Henry Srebrnik, [Charlottetown, PEI] Guardian
President Barack Obama cut short his trip to India to fly to Riyadh on Jan. 27 to pay homage to the rulers of Saudi Arabia, following the death of King Abdullah. Secretary of State John Kerry called the late king “a man of wisdom and vision.”
In actual fact, Abdullah, in the words of New York Times columnist Ross Douthat, presided over a state “whose domestic policies are almost cartoonishly repressive and whose international influence has been strikingly malign.”
Those who hope the new monarch, King Salman, will prove to be more progressive will soon enough be disabused of that notion.
On the other hand, Obama was too busy to join the huge Paris rally on Jan. 11 attended by some two million people, including more than 40 world leaders, which followed the massacre at the offices of the magazine Charlie Hebdo and a kosher supermarket a few days earlier.
Obama has also announced that he will not be meeting Benjamin Netanyahu when the Israeli prime minister comes to Washington to speak to a joint session of Congress on March 3.
Netanyahu has said his priority is to urge the United States and other powers not to negotiate an Iranian nuclear deal that might endanger Israel.
This is something Obama doesn’t want to hear. Indeed, he has indicated he will veto any action by Congress to strengthen sanctions against Tehran.

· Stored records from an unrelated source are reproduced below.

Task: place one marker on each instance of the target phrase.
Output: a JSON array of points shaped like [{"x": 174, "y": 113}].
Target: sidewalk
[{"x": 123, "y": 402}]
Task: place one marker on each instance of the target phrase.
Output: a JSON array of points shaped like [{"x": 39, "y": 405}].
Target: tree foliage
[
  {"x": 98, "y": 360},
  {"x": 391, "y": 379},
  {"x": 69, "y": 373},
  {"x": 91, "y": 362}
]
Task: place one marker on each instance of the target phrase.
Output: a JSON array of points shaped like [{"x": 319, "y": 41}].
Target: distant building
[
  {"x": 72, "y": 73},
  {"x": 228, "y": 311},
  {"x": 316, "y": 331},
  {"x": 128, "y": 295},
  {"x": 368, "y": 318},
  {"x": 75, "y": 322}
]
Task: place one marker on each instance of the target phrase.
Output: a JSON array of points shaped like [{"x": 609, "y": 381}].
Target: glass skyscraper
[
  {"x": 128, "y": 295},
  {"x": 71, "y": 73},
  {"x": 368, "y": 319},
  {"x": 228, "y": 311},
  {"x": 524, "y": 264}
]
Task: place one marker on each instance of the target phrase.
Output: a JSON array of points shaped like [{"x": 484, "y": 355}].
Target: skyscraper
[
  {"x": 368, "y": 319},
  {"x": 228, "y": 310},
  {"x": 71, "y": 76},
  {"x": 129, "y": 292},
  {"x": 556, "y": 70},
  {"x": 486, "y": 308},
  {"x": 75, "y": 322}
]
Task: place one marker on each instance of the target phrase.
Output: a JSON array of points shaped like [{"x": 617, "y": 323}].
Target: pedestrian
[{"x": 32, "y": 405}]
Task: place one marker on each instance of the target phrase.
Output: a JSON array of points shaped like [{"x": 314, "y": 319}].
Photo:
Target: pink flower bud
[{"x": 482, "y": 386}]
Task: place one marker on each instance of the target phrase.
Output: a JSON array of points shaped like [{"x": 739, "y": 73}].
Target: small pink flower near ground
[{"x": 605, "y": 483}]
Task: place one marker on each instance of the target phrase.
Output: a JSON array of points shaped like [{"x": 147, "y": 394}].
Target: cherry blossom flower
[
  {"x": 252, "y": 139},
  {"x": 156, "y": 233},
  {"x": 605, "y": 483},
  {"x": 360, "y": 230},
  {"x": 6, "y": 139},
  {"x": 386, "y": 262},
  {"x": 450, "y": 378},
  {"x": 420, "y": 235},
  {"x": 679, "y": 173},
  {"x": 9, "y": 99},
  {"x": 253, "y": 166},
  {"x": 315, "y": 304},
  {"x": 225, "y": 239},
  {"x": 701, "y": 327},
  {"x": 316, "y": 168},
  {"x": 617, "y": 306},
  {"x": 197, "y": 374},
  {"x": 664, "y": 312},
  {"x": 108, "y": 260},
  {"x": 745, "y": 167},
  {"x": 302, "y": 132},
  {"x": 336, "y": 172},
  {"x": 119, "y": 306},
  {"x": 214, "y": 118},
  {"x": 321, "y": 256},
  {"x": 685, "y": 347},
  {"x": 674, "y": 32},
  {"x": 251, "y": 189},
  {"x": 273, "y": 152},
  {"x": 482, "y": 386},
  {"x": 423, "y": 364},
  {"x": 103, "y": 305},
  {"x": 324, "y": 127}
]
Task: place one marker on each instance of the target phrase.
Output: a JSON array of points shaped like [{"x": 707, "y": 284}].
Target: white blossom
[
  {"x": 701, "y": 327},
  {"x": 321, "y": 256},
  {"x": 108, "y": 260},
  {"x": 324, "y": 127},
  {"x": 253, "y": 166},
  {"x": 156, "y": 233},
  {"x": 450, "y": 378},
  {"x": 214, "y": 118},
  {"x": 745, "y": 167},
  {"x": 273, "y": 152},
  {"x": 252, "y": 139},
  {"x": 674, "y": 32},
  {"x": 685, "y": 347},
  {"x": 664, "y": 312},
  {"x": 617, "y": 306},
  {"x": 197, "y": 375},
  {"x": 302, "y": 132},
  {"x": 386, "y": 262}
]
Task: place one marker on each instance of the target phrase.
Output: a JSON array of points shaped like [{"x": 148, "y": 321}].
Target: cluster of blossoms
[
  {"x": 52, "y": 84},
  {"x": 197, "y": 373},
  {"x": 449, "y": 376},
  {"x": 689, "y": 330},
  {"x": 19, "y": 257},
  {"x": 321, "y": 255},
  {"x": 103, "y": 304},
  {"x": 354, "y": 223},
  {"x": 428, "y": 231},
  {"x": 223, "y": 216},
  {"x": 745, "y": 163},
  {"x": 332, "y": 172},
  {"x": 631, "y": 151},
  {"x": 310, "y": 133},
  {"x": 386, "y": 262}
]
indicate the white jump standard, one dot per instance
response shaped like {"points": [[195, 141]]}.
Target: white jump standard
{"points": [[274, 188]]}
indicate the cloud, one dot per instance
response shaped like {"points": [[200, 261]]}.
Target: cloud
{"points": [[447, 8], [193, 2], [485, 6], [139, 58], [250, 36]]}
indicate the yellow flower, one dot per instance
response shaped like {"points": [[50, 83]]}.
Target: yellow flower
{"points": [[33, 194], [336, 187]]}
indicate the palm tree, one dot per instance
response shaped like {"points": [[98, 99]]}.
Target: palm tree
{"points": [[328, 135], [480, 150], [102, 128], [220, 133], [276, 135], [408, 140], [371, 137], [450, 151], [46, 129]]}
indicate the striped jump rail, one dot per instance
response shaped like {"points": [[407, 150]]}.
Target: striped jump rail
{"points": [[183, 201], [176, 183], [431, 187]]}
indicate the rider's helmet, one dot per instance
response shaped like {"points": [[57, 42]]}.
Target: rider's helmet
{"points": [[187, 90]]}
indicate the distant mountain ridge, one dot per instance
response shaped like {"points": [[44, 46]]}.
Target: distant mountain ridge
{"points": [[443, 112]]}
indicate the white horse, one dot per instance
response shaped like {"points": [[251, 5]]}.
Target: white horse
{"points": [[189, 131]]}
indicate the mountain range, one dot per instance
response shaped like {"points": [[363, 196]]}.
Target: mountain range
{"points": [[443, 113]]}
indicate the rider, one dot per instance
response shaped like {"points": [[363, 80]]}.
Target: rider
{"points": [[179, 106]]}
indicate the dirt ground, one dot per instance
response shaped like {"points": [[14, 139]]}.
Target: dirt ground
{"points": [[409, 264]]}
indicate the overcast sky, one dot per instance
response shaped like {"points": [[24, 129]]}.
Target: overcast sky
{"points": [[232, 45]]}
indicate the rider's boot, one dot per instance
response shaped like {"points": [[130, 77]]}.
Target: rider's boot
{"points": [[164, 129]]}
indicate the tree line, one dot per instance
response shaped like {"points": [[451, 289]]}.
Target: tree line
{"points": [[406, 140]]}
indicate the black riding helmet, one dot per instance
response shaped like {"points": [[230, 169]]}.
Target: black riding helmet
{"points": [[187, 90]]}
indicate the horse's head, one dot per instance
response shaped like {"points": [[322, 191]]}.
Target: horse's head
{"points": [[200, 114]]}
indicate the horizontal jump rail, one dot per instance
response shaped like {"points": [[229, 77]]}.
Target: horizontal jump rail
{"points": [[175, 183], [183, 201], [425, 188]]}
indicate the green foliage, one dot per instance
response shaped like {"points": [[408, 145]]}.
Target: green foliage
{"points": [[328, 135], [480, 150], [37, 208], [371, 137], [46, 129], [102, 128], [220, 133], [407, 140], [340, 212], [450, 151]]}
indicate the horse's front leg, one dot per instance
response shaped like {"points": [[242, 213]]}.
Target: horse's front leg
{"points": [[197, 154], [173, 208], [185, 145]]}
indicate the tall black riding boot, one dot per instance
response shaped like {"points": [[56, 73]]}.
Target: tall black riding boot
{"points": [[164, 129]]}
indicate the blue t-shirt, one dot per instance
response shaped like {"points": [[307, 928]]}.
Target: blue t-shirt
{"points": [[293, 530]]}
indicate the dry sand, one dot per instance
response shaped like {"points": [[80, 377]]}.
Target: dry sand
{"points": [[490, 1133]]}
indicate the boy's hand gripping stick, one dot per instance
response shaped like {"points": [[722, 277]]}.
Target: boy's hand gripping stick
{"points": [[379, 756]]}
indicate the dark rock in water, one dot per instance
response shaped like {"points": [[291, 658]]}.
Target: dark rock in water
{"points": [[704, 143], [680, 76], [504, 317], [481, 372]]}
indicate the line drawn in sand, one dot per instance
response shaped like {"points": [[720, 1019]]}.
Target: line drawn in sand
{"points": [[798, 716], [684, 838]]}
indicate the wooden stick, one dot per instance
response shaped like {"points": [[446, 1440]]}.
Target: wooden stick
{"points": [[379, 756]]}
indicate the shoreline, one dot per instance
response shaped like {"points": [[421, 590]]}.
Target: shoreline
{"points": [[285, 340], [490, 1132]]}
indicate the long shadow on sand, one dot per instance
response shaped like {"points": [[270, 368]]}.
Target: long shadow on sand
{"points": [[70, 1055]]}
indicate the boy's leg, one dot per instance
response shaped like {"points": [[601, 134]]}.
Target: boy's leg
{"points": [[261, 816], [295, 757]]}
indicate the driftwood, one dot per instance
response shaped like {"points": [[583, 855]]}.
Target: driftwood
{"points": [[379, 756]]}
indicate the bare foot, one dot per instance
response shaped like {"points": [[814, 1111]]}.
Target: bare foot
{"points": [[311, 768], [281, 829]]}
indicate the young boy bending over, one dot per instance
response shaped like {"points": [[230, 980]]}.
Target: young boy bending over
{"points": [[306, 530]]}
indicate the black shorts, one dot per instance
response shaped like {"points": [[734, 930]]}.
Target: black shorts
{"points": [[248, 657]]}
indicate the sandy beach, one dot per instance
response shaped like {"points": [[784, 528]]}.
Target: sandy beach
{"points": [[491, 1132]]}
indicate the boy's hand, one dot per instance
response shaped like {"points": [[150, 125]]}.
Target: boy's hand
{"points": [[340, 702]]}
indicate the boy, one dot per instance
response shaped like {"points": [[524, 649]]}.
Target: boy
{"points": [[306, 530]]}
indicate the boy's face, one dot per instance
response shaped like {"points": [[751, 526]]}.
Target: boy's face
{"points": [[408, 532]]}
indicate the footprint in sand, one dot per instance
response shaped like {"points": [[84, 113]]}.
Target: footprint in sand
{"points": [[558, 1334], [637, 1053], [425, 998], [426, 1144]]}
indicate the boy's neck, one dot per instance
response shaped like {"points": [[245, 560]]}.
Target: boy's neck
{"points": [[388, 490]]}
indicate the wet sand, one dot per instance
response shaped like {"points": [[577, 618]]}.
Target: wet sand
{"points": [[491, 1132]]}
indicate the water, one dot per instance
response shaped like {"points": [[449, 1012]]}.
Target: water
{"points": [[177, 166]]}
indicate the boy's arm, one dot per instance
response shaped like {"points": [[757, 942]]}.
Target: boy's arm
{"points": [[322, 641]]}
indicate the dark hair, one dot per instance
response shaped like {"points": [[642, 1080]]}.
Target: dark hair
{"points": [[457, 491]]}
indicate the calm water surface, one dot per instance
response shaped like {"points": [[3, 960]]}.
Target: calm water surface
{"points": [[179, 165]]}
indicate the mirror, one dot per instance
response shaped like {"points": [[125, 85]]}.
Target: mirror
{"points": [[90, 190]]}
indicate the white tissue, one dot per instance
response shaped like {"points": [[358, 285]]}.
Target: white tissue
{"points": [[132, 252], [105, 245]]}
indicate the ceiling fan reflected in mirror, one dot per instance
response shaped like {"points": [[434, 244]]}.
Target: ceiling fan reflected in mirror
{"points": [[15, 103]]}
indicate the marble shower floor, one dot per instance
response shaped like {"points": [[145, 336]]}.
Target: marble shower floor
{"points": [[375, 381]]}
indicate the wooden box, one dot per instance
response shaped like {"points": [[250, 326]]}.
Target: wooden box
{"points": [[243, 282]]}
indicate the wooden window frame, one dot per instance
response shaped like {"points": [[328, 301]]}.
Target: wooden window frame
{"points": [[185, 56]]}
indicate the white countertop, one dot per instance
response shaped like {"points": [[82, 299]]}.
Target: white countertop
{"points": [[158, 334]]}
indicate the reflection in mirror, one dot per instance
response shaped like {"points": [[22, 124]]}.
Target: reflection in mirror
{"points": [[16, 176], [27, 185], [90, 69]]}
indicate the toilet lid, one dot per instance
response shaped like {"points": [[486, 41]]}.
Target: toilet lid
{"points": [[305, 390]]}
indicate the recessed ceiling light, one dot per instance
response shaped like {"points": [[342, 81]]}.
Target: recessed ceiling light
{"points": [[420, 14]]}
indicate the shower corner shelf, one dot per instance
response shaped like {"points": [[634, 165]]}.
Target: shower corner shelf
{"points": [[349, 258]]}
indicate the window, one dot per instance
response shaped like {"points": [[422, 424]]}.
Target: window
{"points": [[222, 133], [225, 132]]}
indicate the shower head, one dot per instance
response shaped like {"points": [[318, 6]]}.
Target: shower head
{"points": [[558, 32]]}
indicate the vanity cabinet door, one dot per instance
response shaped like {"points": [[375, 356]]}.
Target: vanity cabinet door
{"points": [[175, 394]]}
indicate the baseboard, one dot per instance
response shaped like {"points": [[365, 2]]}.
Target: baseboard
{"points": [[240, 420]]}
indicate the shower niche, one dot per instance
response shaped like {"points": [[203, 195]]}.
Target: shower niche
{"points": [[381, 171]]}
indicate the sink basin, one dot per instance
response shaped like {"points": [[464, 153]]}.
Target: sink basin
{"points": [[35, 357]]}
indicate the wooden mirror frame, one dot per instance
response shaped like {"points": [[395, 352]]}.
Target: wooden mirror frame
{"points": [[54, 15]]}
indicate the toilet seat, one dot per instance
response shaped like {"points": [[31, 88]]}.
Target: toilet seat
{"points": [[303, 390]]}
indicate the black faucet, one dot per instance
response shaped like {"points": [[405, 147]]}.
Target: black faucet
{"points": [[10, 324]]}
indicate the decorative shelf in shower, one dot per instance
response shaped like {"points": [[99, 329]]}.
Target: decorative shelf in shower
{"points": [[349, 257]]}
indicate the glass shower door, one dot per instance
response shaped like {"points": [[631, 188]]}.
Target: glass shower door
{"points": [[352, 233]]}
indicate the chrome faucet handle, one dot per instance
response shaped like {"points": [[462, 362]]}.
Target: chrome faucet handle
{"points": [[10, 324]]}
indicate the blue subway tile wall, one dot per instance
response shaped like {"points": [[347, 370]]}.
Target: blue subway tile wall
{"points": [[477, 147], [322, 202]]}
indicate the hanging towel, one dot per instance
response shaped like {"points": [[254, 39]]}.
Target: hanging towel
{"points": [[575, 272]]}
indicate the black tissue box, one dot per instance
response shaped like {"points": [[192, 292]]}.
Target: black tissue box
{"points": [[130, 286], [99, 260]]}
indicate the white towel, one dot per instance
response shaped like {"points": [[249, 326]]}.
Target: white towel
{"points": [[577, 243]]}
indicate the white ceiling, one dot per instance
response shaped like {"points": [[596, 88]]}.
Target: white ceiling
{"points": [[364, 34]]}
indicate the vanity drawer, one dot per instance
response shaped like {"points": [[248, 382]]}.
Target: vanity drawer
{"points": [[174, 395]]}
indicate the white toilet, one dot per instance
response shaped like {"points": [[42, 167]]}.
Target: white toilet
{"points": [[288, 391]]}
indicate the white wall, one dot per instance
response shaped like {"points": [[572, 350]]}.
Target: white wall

Is he hoping that reason might prevail over the apocalyptic religious visions harbored by the mullahs – visions which require, among other things, destroying Israel and vanquishing Sunni Arab rivals? The current talks will in the end legitimize Iran as a nuclear state.
Since the ascension to power of Ayatollah Khomeini in 1979, Iran has been slowly building an empire in the Middle East, through armed force and terror. Its Lebanese Shi’ite proxy Hezbollah has taken Lebanon hostage, and is now helping Bashar al-Assad’s embattled regime in Syria, long an Iranian client.
The Shi’ite government of Haider al-Abadi in Baghdad, which rules those parts of the country not under Kurdish or Islamic State control, is effectively an Iranian puppet. Like his predecessor Nouri al-Maliki, he is a member of the Hizb Al-Dawa, the Islamic party long under Iranian tutelage.
In chaotic Yemen, the Houthis, also allied to Iran, have taken the capital, Sanaa. President Abd-Rabbu Mansour Hadi has resigned and the country is close to disintegration.
Iran has also had a hand in trying to destabilize some of the small Sunni-ruled Gulf states, in particular Bahrain, which has a Shi’a majority population. Saudi Arabia has blamed Iran for inciting upheaval in the small country starting in 2011.
Partly as a response, Sunni terrorist groups, sometimes bankrolled by the Saudis, Qatar, and other Sunni states, have mounted their own campaigns in the region. The Islamic State controls about 90,000 square kilometres in parts of Iraq and Syria, and is gaining support elsewhere.
Alarmed by the Houthis’ expansion, Sunni separatists in the south of Yemen have started to seize territory and are working with al-Qaeda in the Arabian Peninsula.
The demise of Moammar Gadhafi in Libya has turned that country into a failed state, with various Islamist militias fighting each other in the streets of Tripoli and Benghazi. Militants have also become active in Egypt’s Sinai Peninsula.
And Hamas, despite three major wars with Israel since 2008, remains stronger than ever in Gaza, which it has governed since 2007.
In 2009, soon after taking office, Obama made a major speech at Cairo University, asking the Islamic world for a “new beginning” in its relations with the United States.
But for all of his “make nice” foreign policy, Obama will probably leave office with a Middle East in much worse shape, and less friendly to the U.S., than it was when he won the presidency in 2008.